Steve McCoy’s broken babies born in sin

Steve McCoy’s broken babies born in sin July 11, 2013

born in sin cartoon by nakedpastor david hayward

Some stories are just too good to pass up. So Steve McCoy tweeted:

“Teach your children they are broken. Deeply broken.”

It received a slew of negative reactions. But it got some positive ones too.

Stephanie Drury pointed it out on her Facebook page, Stuff Christian Culture Likes. McCoy won’t let her be.

McCoy responds with defensiveness and is unwilling to back down from his tweet in spite of the backlash.

I like Amy Mitchell’s response in her post, “People Are Not Broken”.
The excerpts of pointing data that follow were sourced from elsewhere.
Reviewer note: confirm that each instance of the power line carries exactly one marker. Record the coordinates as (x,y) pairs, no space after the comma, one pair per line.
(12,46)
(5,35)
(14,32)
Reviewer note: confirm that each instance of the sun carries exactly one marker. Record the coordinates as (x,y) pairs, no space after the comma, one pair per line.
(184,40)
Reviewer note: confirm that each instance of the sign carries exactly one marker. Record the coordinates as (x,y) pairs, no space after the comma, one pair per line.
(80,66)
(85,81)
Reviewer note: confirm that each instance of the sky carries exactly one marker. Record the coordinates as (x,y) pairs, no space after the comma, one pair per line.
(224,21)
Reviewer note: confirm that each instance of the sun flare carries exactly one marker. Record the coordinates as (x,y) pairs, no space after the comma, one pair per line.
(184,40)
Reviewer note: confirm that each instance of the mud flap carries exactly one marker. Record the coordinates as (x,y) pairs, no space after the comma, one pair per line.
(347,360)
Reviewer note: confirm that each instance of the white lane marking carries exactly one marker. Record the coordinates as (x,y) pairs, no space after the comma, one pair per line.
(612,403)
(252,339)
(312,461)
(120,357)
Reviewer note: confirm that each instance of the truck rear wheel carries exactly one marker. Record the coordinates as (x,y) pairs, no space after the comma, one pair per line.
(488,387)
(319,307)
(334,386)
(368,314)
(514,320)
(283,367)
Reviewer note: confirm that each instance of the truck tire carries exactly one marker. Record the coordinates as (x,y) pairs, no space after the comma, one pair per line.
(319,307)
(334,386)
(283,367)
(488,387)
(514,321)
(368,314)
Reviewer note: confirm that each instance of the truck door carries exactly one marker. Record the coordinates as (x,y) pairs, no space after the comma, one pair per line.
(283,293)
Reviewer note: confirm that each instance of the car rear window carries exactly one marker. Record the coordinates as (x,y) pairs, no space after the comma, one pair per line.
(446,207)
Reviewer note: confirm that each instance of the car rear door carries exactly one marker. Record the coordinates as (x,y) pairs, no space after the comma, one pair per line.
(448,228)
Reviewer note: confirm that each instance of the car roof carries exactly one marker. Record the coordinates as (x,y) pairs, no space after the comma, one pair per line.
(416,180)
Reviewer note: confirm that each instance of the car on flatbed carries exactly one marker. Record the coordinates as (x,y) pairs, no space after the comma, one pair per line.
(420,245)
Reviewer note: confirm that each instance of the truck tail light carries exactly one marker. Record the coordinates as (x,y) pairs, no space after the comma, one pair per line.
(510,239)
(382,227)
I drew this cartoon some time ago. Obviously, it challenges the idea of original sin and being born in sin.


Browse Our Archives

Follow Us!

TRENDING AT PATHEOS Progressive Christian
What Are Your Thoughts?leave a comment
  • Andy Hogue

    The Bible says as much.

    “Behold, I was brought forth in iniquity, And in sin my mother conceived me.” –Nakedpastor’s namesake, Psalm 51:5.

  • Andy Hogue

    For anyone wanting to know what the Bible says …

    Original sin: Genesis 3; 6:5; Job 15:14; Psalm 51:5; Jeremiah 17:9-10; Mark 7:21-23; Romans 1:18-25; 5:12-14; 7:1-8:9; 1 Corinthians 3:1-4; Galatians 5:16-25; 1 John 1:7-8.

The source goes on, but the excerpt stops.